Radical media, politics and culture.

Katharine Viner, "Rachel Corrie, A Message Crushed Again"

"Rachel Corrie, A Message Crushed Again"

Katharine Viner, Los Angeles Times

Three years after American activist Rachel Corrie died under an
Israeli bulldozer in Gaza, her words are being censored for political
reasons.

The flights for cast and crew had been booked; the production
schedule delivered; there were tickets advertised on the Internet.
The Royal Court Theatre production of "My Name Is Rachel Corrie," the
play I co-edited with Alan Rickman, was transferring later this month
to the New York Theatre Workshop, home of the musical "Rent,"
following two sold-out runs in London and several awards.


We always felt passionately that it was a piece of work that needed
to be seen in the United States.

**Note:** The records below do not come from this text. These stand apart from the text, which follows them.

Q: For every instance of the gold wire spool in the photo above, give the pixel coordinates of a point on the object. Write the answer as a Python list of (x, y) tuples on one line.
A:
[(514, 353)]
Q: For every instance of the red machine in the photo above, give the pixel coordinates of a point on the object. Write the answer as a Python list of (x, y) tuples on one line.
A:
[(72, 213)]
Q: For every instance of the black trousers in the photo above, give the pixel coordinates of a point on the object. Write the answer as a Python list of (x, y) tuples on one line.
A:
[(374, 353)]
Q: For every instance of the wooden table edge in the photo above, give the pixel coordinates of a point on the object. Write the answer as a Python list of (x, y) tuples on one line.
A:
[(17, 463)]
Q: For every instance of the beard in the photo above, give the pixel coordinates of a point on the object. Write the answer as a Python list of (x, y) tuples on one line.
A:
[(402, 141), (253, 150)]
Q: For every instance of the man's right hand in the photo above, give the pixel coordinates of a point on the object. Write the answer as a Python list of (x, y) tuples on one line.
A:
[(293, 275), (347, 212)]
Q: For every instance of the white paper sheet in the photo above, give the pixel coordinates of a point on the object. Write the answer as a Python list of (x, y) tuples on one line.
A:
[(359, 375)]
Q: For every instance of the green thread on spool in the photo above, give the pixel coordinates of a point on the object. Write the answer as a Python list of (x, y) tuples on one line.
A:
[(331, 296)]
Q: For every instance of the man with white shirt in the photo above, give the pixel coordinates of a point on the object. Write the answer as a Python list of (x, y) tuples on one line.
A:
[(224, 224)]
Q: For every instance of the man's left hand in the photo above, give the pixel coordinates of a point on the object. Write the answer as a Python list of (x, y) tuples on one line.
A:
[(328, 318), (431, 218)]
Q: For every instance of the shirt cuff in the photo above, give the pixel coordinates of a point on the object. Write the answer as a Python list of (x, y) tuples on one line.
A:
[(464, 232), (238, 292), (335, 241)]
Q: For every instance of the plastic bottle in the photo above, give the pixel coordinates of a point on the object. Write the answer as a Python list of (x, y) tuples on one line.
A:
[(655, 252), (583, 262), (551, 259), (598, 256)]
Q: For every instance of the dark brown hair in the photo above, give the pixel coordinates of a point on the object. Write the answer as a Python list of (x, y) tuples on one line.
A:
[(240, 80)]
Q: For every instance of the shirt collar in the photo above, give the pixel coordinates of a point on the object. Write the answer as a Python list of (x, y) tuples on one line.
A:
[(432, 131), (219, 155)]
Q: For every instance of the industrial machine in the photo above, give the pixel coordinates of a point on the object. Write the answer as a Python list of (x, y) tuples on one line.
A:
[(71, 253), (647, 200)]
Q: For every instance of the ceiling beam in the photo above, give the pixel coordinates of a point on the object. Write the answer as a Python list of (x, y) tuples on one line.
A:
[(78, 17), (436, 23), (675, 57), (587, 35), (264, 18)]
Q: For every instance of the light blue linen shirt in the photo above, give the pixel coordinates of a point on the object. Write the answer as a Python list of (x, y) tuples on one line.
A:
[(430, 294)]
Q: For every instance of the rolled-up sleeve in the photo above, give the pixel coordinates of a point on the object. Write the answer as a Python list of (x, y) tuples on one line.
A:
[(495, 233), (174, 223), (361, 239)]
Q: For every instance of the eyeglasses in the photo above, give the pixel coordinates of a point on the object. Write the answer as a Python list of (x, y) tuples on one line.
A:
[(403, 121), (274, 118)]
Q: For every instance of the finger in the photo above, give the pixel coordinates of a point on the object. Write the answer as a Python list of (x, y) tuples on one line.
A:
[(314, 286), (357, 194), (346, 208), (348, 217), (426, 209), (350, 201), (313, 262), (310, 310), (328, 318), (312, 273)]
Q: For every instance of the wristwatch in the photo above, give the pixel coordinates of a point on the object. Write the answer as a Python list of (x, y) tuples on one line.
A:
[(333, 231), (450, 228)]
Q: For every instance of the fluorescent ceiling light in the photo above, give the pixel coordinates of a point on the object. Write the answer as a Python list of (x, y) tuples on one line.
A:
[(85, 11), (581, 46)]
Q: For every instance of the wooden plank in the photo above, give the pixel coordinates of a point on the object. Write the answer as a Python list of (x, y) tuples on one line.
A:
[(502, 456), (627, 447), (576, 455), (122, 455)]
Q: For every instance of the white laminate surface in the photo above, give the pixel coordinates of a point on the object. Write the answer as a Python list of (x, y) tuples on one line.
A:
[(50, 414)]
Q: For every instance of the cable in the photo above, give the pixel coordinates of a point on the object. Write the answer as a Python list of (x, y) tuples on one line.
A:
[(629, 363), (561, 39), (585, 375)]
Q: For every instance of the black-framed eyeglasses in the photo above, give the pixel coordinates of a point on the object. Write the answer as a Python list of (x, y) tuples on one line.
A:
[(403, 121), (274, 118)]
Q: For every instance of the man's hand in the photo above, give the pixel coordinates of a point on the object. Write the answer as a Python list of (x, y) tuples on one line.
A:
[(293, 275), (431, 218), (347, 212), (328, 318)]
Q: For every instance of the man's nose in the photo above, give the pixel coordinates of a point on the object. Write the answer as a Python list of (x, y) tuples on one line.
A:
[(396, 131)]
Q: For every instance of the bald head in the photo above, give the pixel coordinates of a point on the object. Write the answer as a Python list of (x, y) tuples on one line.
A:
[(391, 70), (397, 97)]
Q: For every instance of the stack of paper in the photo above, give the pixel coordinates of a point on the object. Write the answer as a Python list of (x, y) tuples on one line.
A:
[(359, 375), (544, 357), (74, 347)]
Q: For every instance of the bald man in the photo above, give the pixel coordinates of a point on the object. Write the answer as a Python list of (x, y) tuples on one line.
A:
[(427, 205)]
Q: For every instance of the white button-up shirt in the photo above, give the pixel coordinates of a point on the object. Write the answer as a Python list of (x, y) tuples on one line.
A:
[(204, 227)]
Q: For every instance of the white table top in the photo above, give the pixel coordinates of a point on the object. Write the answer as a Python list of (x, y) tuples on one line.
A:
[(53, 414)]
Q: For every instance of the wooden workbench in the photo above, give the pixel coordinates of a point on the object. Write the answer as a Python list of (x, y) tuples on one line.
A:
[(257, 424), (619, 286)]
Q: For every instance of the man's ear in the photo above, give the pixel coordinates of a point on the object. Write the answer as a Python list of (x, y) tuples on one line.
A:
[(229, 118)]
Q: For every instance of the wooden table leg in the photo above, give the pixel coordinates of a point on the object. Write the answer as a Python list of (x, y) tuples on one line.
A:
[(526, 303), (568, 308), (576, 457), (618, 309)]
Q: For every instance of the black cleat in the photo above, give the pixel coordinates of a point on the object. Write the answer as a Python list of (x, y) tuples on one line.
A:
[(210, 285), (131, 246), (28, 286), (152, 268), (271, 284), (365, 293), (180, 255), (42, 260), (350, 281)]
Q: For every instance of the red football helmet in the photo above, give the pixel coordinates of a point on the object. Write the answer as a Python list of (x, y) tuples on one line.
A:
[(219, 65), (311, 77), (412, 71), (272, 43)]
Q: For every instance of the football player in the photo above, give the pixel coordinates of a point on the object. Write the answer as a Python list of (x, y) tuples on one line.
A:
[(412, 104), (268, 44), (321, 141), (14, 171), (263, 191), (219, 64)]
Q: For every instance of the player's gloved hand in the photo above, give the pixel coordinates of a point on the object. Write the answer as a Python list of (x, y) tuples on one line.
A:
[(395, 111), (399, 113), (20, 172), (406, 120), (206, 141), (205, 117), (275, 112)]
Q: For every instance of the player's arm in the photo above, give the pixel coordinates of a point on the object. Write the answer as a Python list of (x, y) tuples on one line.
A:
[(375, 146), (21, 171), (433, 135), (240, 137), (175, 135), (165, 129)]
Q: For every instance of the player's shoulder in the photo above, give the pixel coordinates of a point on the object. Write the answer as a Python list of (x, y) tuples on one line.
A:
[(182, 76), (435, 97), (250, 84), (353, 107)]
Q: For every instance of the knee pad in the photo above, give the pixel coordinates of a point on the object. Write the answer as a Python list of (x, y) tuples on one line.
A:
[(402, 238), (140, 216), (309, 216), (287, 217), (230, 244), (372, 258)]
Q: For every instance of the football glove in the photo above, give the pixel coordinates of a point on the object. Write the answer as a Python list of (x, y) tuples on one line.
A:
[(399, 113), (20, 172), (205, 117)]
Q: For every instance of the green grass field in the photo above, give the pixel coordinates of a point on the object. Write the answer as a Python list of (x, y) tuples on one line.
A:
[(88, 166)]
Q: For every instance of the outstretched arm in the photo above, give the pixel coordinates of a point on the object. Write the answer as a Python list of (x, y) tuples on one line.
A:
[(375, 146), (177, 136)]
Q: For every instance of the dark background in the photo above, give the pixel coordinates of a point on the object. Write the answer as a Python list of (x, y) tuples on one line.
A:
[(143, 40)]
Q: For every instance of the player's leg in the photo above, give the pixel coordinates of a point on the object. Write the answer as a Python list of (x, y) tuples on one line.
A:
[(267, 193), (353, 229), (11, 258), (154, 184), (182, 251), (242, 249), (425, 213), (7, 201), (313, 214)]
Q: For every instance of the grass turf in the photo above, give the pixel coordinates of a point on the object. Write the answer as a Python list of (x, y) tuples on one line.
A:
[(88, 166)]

Created from the journals and
e-mails of American activist Rachel Corrie, telling of her journey
from her adolescence in Olympia, Wash., to her death under an Israeli
bulldozer in Gaza at the age of 23, we considered it a unique
American story that would have a particular relevance for audiences
in Rachel's home country. After all, she had made her journey to the
Middle East in order "to meet the people who are on the receiving end
of our [American] tax dollars," and she was killed by a U.S.-made
bulldozer while protesting the demolition of Palestinian homes.


But last week the New York Theatre Workshop canceled the production —
or, in its words, "postponed it indefinitely." The political climate,
we were told, had changed dramatically since the play was booked. As
James Nicola, the theater's 's artistic director, said Monday,
"Listening in our communities in New York, what we heard was that
after Ariel Sharon's illness and the election of Hamas in the recent
Palestinian elections, we had a very edgy situation." Three years
after being silenced for good, Rachel was to be censored for
political reasons.I'd heard from American friends that life for dissenters had been
getting worse — wiretapping scandals, arrests for wearing antiwar
T-shirts, Muslim professors denied visas. But it's hard to tell from
afar how bad things really are. Here was personal proof that the
political climate is continuing to shift disturbingly, narrowing the
scope of free debate and artistic expression, in only a matter of
weeks. By its own admission the theater's management had caved in to
political pressure. Rickman, who also directed the show in London,
called it "censorship born out of fear, and the New York Theatre
Workshop, the Royal Court, New York audiences — all of us are the
losers."


It makes you wonder. Rachel was a young, middle-class, scrupulously
fair-minded American woman, writing about ex-boyfriends, troublesome
parents and a journey of political and personal discovery that took
her to Gaza. She worked with Palestinians and protested alongside
them when she felt their rights were denied. But the play is not
agitprop; it's a complicated look at a woman who was neither a saint
nor a traitor, both serious and funny, messy and talented and human.
Or, in her own words, "scattered and deviant and too loud." If a
voice like this cannot be heard on a New York stage, what hope is
there for anyone else? The non-American, the nonwhite, the oppressed,
the truly other?


Rachel's words from Gaza are a bridge between these two worlds — and
now that bridge is being severed. After the Hamas victory, the need
for understanding is surely greater than ever, and I refuse to
believe that most Americans want to live in isolation. One night in
London, an Israeli couple, members of the right-wing Likud party on
holiday in Britain, came up after the show, impressed. "The play
wasn't against Israel; it was against violence," they told Cindy
Corrie, Rachel's mother.


I was particularly touched by a young Jewish New Yorker from an
Orthodox family who said he had been nervous about coming to see "My
Name Is Rachel Corrie" because he had been told that both she and the
play were viciously anti-Israel. But he had been powerfully moved by
Rachel's words and realized that he had, to his alarm, been
dangerously misled.


The director of the New York theater told the New York Times on
Monday that it wasn't the people who actually saw the play he was
concerned about.


"I don't think we were worried about the audience," he said. "I think
we were more worried that those who had never encountered her
writing, never encountered the piece, would be using this as an
opportunity to position their arguments."


Since when did theater come to be about those who don't go to see it?
If the play itself, as Nicola clearly concedes, is not the problem,
then isn't the answer to get people in to watch it, rather than
exercising prior censorship? George Clooney's outstanding movie "Good
Night, and Good Luck" recently reminded us of the importance of
standing up to witch hunts; one way to carry on that tradition would
be to insist on hearing Rachel Corrie's words — words that only two
weeks ago were deemed acceptable.


[Katherine Viner is the features editor at the Guardian] in London and
the editor, with Alan Rickman, of "My Name is Rachel Corrie," which
premiered at the Royal Court Theatre in April 2005. Because of the
cancellation of the New York run, the play is transferring to the
Playhouse Theatre in London's West End.]